Bobby Campbell's illustration for his @RAWilson23 Twitter account
"The Number 23" WAS A Tribute To Robert Anton Wilson! https://t.co/ThBbpDSHE1 pic.twitter.com/SXF7GzHxqh— Robert Anton Wilson (@RAWilson23) February 19, 2018
Yeah, it’s a shame they made this multi-million-dollar movie about his work without paying RAW a penny *while he was dying in poverty* - such a tribute.— Cat 'Nazi Tweets Sod Off' Vincent (@catvincent) February 19, 2018
While currently treating him as a “brand” and an icon and a guru with bumper sticker catchphrases and “official merchandise” is good because the family gets money...that’s also not an entirely faithful tribute to the actual philosophy he wrote. But that’s just my reality tunnel.— Valerie D'Orazio (@StuffValWrites) February 19, 2018
That is mostly an American stance; in UK, we work more with his actual legacy, as in the Cosmic Trigger play (written with family permission).— Cat 'Nazi Tweets Sod Off' Vincent (@catvincent) February 19, 2018
Fair enough!— Valerie D'Orazio (@StuffValWrites) February 19, 2018
Worth noting that the RAW brand & merch stuff was around while he was still alive, and done by the same people doing it now, and the money not only goes to his family, but they then put it back into keeping his books in print. Seems faithful enough to me!— Robert Anton Wilson (@RAWilson23) February 19, 2018
I mostly mean the shallow icon thing.— Cat 'Nazi Tweets Sod Off' Vincent (@catvincent) February 19, 2018
Everyone gets the RAW they deserve :)))— Robert Anton Wilson (@RAWilson23) February 19, 2018
More at the link.
2 comments:
At RAWDAY 2017 Eric Davis commented on the idea of RAW becoming an icon, and the slippery slope to commercial idolatry.

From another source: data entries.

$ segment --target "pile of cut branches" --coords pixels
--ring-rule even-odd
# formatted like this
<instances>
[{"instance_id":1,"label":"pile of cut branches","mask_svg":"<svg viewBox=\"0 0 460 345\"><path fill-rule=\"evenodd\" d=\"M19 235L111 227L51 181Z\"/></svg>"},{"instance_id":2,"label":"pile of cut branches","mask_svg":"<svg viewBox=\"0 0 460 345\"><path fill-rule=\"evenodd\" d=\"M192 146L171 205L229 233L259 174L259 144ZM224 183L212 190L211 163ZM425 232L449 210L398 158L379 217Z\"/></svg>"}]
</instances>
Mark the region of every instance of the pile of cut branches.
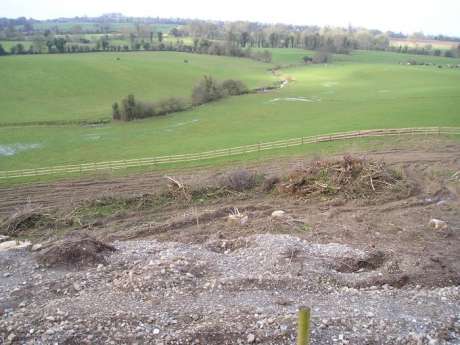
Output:
<instances>
[{"instance_id":1,"label":"pile of cut branches","mask_svg":"<svg viewBox=\"0 0 460 345\"><path fill-rule=\"evenodd\" d=\"M23 208L16 210L1 224L0 229L4 235L18 236L22 231L50 226L56 219L40 208L34 208L26 204Z\"/></svg>"},{"instance_id":2,"label":"pile of cut branches","mask_svg":"<svg viewBox=\"0 0 460 345\"><path fill-rule=\"evenodd\" d=\"M165 176L165 178L168 180L168 194L172 199L182 202L192 200L189 186L170 176Z\"/></svg>"},{"instance_id":3,"label":"pile of cut branches","mask_svg":"<svg viewBox=\"0 0 460 345\"><path fill-rule=\"evenodd\" d=\"M369 198L394 192L410 193L401 174L384 162L352 156L337 161L318 160L293 171L279 184L282 193L315 196L343 194L346 198Z\"/></svg>"}]
</instances>

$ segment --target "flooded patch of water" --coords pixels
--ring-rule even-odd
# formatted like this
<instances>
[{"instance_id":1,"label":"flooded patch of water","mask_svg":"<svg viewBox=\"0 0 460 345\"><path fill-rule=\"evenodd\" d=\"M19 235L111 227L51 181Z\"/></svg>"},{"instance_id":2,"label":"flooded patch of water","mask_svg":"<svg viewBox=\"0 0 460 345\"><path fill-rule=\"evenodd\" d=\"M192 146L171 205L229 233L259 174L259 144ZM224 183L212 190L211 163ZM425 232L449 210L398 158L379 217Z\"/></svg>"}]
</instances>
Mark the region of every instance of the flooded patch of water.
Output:
<instances>
[{"instance_id":1,"label":"flooded patch of water","mask_svg":"<svg viewBox=\"0 0 460 345\"><path fill-rule=\"evenodd\" d=\"M87 140L99 140L101 139L101 136L98 134L84 134L83 138Z\"/></svg>"},{"instance_id":2,"label":"flooded patch of water","mask_svg":"<svg viewBox=\"0 0 460 345\"><path fill-rule=\"evenodd\" d=\"M314 103L314 102L321 102L321 98L313 96L313 97L282 97L282 98L273 98L269 103L275 103L275 102L308 102L308 103Z\"/></svg>"},{"instance_id":3,"label":"flooded patch of water","mask_svg":"<svg viewBox=\"0 0 460 345\"><path fill-rule=\"evenodd\" d=\"M191 121L178 122L178 123L176 123L174 125L171 125L171 126L163 128L163 130L166 131L166 132L172 132L175 128L190 125L190 124L196 123L198 121L200 121L200 120L199 119L193 119Z\"/></svg>"},{"instance_id":4,"label":"flooded patch of water","mask_svg":"<svg viewBox=\"0 0 460 345\"><path fill-rule=\"evenodd\" d=\"M0 156L14 156L15 154L23 151L39 149L41 144L10 144L10 145L0 145Z\"/></svg>"},{"instance_id":5,"label":"flooded patch of water","mask_svg":"<svg viewBox=\"0 0 460 345\"><path fill-rule=\"evenodd\" d=\"M336 85L339 85L339 83L336 82L336 81L328 81L328 82L326 82L326 83L323 83L322 85L323 85L324 87L334 87L334 86L336 86Z\"/></svg>"}]
</instances>

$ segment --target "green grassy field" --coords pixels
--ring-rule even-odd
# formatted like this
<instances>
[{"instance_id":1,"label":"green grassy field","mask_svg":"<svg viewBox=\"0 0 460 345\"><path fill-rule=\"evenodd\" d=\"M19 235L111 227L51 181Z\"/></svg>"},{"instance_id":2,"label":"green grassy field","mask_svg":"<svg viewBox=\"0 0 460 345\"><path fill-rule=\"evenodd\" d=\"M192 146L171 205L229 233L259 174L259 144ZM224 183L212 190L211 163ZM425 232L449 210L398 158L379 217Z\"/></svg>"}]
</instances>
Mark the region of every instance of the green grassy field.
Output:
<instances>
[{"instance_id":1,"label":"green grassy field","mask_svg":"<svg viewBox=\"0 0 460 345\"><path fill-rule=\"evenodd\" d=\"M305 55L305 51L294 51L289 54L274 51L275 64L291 64L297 60L296 54L301 57ZM70 67L72 64L68 65L69 71L60 68L60 74L72 75L82 66L91 68L91 64L94 63L104 66L105 61L107 71L103 75L109 75L114 63L118 62L113 61L112 54L56 57L67 56L71 61L81 61L85 58L89 60L86 61L87 65L77 65L74 70ZM51 64L52 60L46 59L54 57L43 56L41 63ZM250 60L189 56L191 63L187 67L195 67L195 59L203 58L209 61L209 65L201 66L198 73L195 68L193 72L187 68L184 70L183 54L129 53L121 54L121 57L121 62L129 59L136 65L138 59L147 60L144 63L148 67L136 70L137 74L131 81L131 85L138 87L139 92L144 90L145 85L152 85L149 87L155 90L164 88L158 93L144 90L144 95L148 95L149 92L159 95L163 91L166 95L168 90L179 90L178 85L185 83L184 80L189 75L199 76L206 72L219 78L223 74L234 78L244 76L252 86L273 81L273 76L266 71L269 65ZM14 58L16 57L12 57ZM167 61L175 61L172 66L177 66L178 69L170 68L169 74L163 75L163 79L139 75L150 73L152 68L154 70L149 61L159 61L158 59L164 60L165 64ZM2 150L4 152L3 156L0 155L0 170L200 152L334 131L383 127L460 126L460 69L398 64L399 61L407 59L408 56L402 54L356 52L350 56L336 57L333 64L287 68L281 70L281 73L291 77L293 81L283 89L264 94L231 97L191 111L142 121L111 123L98 127L3 127L0 128L0 154ZM454 59L432 59L433 62L444 65L458 63L458 60ZM159 70L161 66L164 65L160 64ZM30 69L29 73L35 71L33 67ZM122 72L117 70L116 73ZM98 85L97 79L98 75L91 79L94 85ZM14 80L19 83L18 78ZM22 81L22 85L26 84L26 80ZM139 85L139 80L145 84ZM84 82L87 83L86 80ZM104 80L103 84L105 87L89 88L85 93L90 99L93 99L91 94L94 94L95 105L98 99L113 99L113 90L118 90L119 87L113 85L110 78ZM60 100L46 88L35 91L34 94L40 92L43 92L43 102L49 102L49 99ZM67 118L69 112L66 111L65 105L77 106L80 104L78 102L81 102L81 96L75 97L74 101L75 103L63 101L62 113L43 112L40 117ZM29 101L25 98L24 102ZM107 107L107 101L102 103L101 107ZM10 109L17 114L18 106L15 108L12 105ZM85 112L80 111L80 116L83 116ZM88 118L95 114L91 113ZM13 151L14 154L11 154ZM6 155L5 152L10 152L10 155Z\"/></svg>"},{"instance_id":2,"label":"green grassy field","mask_svg":"<svg viewBox=\"0 0 460 345\"><path fill-rule=\"evenodd\" d=\"M24 46L24 49L29 49L29 47L32 45L32 41L0 41L3 49L5 49L7 52L10 52L11 48L18 43L21 43Z\"/></svg>"},{"instance_id":3,"label":"green grassy field","mask_svg":"<svg viewBox=\"0 0 460 345\"><path fill-rule=\"evenodd\" d=\"M340 63L378 63L378 64L398 64L399 62L405 63L409 60L416 60L417 62L431 62L434 64L460 64L460 59L445 58L441 56L430 55L415 55L415 54L400 54L392 52L377 52L377 51L364 51L357 50L349 55L335 55L334 62Z\"/></svg>"},{"instance_id":4,"label":"green grassy field","mask_svg":"<svg viewBox=\"0 0 460 345\"><path fill-rule=\"evenodd\" d=\"M458 42L438 41L438 40L411 40L411 39L391 39L390 45L393 47L408 46L411 48L423 48L431 46L433 49L451 49L458 45Z\"/></svg>"},{"instance_id":5,"label":"green grassy field","mask_svg":"<svg viewBox=\"0 0 460 345\"><path fill-rule=\"evenodd\" d=\"M304 56L313 56L315 52L305 49L285 49L285 48L254 48L254 51L269 50L272 53L272 63L274 65L288 66L303 64Z\"/></svg>"},{"instance_id":6,"label":"green grassy field","mask_svg":"<svg viewBox=\"0 0 460 345\"><path fill-rule=\"evenodd\" d=\"M264 86L275 80L268 67L249 59L173 52L2 57L0 124L108 118L112 103L129 93L151 101L189 98L205 74Z\"/></svg>"}]
</instances>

How do we simultaneously promote RAW's ideas and yet retain authenticity.
https://youtu.be/S4mFzvSd69k
I guess I'm not sure what to think about "bumper sticker catchphrases." I don't have a RAW bumpersticker on my car (I have a sticker promoting the local college radio station, and that's about it), but if I did have a bumper sticker, what of it? I don't see any signs that RAW's thought is ubiquitous in our culture. I don't mind a little marketing.